Larry Wall on Python's Syntax

merlyn on 2004-05-13T19:11:20

Recently seen on perl6-language:

Python's syntax succeeds in combining the mistakes of Lisp and Fortran.
I do not contrue that as progress.

Larry


whitespace

inkdroid on 2004-05-13T19:25:47

Thankfully he didn't say anything about whitespace. That complaint gets old quick :-)

Re:whitespace

zatoichi on 2004-05-13T23:15:01

We already know that forcing whitespace is a bad thing, so it didn't need to be said. ;-)

Re:whitespace

inkdroid on 2004-05-14T10:28:26

Perhaps I've hung out here too long...

Re:whitespace

gnat on 2004-05-14T18:33:39

I've been playing with Python, and I'm much more sanguine about the whitespace thing now that I've used it. Any Python smackdown requires more than "whitespace bad, curlies good". But it still deserves a smackdown. All that nonsense about being intuitive and executable pseudocode is fiction.

--Nat

Re:whitespace

zatoichi on 2004-05-15T23:26:10

I have used Python as well. The longer I had to deal with the indentation the more annoying it got to me.

Re:whitespace

chromatic on 2004-05-19T16:33:23

Don't care much for all those underscores around methods either, huh?

I'm a little saddened by that, actually

btilly on 2004-05-14T00:44:04

I would have loved to see him include COBOL in that list, and see whether any Python fans figured it out.

OTOH given how much flack Larry has taken over significant whitespace rules in Perl 6, he may feel that it is best to just avoid that topic.

Re:whitespace

rafael on 2004-05-14T08:39:25

Actually he did. Well, not really whitespace, but indentation nonetheless.

Fortran had Facist whitespace first

n1vux on 2004-05-19T21:49:29

Fortran had mandatory whitespace / indents -- columns 1-6 and 73-80 were sacred. (There weren't columns past 80 in Fortran, since even on TTY Fortran "knew" it was reading "cards" *sigh*)

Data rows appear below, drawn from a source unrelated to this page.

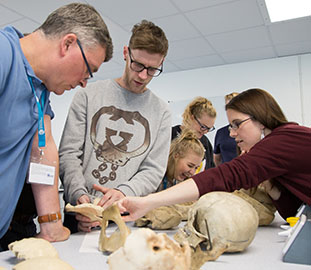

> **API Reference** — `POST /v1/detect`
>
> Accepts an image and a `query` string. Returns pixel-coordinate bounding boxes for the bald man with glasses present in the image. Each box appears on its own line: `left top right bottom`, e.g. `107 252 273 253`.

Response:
0 3 113 251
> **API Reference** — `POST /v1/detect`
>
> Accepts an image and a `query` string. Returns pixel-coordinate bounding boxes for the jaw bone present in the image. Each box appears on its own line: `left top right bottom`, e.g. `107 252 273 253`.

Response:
98 205 131 252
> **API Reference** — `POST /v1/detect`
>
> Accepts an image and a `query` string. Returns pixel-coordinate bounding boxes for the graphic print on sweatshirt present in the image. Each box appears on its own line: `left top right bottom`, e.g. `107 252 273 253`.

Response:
90 106 150 185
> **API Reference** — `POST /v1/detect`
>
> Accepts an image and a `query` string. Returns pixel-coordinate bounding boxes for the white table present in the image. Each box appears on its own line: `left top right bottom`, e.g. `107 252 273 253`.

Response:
0 215 311 270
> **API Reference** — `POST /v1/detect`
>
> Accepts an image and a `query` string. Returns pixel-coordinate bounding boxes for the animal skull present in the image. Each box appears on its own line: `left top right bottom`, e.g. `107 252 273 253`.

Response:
108 228 190 270
233 187 276 226
174 192 258 269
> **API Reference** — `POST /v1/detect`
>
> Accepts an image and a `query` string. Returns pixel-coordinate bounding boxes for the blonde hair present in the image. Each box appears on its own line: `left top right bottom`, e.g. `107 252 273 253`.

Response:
166 129 205 181
182 97 216 127
225 92 239 104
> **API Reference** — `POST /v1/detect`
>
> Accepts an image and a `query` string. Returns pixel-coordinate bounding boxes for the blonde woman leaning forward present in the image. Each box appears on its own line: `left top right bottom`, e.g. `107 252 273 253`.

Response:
172 97 216 171
158 129 205 191
108 89 311 221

Google finds us a reference from which I can reconstruct the following, which I could almost have recited from slowly fading memory:

  • Statement labels in columns 1 to 5
  • C or * in column 1 indicates comment
  • Non-zero non-blank in Column 6 is Continuation marker (like \ at end of line, except at beginning of next line!)
  • Statements in columns 7 to 72
  • 73-end (80 nom) ignored, used for sequence numbers (in case you dropped your deck) -- or revision markers for version control, if you were really daring, or had migrated to all tape-and-disk.

There was a Fortran IV pre-processor called FLEX that could not only pretty-print your code with ascii arrows but would parse the pretty-printed form if you edited it. (It was a competitor to Bell's RATFOR and a precursor of the new-fangled Fortran 77, not to be confused with Flex 2, which was more pascalene deviant fortran, and the Gnu Flex which is rather different altogether.) The parselmouths or herpetologists may not count it as a precursor influence, but it was the first Fortran to extend mandatory whitespace into the statement area!

Yes, I said "card" and referred to a standard promulgated in 1977 as new-fangled; these tools may have been obsolescent before you were born, if you don't remember the Great Renaming.